Previous studies on cows and mice have reported that amino acids, like leucine, isoleucine, methionine, and threonine, act as signaling molecules and positively regulate milk synthesis and lactation [63]. The milk synthesis and lactation regulation are generally believed to be conducted through amino acids sensors like vacuolar H+-ATPase, SLC38A9, Sestrin2, CASTOR1 homodimer, and CASTOR1-CASTOR2, which serve as upstream activators of mTORC1 [64]. After being activated, the mTOR pathway regulates its targets to promote milk protein synthesis [65]. It has been reported that bovine mammary cells, which were incubated in high temperature (42 °C), reduced protein translation by reducing the mTOR downstream pathway activity [66,67]. In contrast to the findings of Kaufman et al. [66] and Salama et al. [67], we observed that heat exposure to cows enhanced the gene expression of CASTOR1, CASTOR2 and phosphorylation of mTOR. However, findings of the present experiment are similar with the results of previous researchers, who stated that mTOR is negatively related to milk production [68]. It has been further reported that mTOR is one of the most classic autoimmune response regulators [69,70], and we also found that several autoimmune-related pathways were found to be significantly changed by HS exposure, which suggests a tight connection among the increased mTOR, reduced milk production, and immune response.

5. Conclusions

The current study employed the RNA-seq technology to analyze the impact of HS on the whole transcript sequencing profile in the mammary glands of lactating Holstein dairy cows.
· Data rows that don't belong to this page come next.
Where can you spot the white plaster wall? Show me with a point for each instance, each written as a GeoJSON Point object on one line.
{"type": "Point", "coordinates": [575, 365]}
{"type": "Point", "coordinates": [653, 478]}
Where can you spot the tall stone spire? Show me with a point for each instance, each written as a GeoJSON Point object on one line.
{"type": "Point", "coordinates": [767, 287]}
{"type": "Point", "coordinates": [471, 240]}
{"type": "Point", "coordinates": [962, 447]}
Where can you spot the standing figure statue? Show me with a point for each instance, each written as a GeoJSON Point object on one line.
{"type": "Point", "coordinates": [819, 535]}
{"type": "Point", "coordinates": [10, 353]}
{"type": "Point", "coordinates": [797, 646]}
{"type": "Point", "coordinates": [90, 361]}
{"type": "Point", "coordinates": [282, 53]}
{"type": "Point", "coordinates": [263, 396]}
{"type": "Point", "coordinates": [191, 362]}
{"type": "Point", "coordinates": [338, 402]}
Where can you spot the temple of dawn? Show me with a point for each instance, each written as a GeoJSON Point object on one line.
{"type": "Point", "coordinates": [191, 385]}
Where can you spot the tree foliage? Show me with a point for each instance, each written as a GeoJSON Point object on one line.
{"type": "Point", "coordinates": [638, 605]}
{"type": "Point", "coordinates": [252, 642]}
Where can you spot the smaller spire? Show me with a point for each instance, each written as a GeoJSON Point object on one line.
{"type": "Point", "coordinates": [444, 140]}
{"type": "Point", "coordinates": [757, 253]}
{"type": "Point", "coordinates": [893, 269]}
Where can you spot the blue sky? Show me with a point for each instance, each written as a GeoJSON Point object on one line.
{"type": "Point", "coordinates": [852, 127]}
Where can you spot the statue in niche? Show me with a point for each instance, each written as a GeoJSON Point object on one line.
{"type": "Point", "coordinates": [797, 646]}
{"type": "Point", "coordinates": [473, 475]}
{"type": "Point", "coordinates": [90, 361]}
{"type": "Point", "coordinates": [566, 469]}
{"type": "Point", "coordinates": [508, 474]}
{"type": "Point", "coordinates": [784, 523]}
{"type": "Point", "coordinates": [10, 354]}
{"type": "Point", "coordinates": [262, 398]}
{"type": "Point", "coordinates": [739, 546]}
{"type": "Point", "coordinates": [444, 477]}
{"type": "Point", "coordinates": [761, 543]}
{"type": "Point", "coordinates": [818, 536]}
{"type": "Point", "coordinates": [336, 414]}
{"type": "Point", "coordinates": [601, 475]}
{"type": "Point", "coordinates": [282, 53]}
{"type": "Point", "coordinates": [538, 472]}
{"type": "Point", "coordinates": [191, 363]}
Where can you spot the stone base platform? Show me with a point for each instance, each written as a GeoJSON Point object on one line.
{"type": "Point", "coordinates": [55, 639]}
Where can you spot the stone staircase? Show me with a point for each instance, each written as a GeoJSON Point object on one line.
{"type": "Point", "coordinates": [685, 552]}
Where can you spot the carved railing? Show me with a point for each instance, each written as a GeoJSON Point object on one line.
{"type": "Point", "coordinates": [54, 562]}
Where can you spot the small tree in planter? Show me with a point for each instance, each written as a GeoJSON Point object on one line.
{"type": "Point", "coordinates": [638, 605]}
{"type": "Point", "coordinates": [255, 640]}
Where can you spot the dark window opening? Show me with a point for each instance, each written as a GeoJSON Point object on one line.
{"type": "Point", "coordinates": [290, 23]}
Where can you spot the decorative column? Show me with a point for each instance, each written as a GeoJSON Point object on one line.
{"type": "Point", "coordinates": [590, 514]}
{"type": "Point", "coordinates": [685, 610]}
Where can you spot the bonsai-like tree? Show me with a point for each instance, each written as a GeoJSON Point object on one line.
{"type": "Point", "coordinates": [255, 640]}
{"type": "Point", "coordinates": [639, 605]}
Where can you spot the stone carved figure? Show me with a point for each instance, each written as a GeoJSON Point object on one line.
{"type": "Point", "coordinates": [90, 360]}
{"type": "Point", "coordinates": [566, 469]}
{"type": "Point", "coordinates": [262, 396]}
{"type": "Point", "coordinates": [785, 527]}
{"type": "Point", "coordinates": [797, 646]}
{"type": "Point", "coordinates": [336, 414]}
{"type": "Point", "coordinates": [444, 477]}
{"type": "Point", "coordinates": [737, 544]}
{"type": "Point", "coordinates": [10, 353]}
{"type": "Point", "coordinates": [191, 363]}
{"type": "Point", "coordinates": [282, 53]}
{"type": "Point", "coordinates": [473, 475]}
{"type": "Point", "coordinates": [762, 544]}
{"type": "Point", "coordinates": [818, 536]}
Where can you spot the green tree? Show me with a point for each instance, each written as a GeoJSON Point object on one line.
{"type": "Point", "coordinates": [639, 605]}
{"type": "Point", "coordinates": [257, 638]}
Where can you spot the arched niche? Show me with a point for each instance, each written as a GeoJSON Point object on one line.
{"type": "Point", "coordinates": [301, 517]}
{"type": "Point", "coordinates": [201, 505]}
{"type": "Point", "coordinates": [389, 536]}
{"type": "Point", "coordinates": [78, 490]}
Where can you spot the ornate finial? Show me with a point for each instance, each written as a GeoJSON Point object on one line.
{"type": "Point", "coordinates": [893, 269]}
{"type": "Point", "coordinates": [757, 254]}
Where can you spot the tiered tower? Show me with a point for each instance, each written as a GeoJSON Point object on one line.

The results of the current study reveal that heat stress downregulates the expression of casein genes, which result in a decrease in milk production. Moreover, according to functional annotation analysis, heat stress upregulates the gene expression of HSPA1A and HSP90B1, while iy downregulates the expression of immune response-related genes (BoLA and BoLA-DRB3) that eventually affected the immune function of the dairy cows and resulted in a reduction in milk yields. Furthermore, the results also reveal that under heat stress, the synthesis of heat shock and unfolded proteins was increased, which could reduce the accessibility of circulating amino acids for milk protein synthesis. Findings of current experiment may help to explore the impact of heat stress on immune function, milk production, and milk protein synthesis in cows.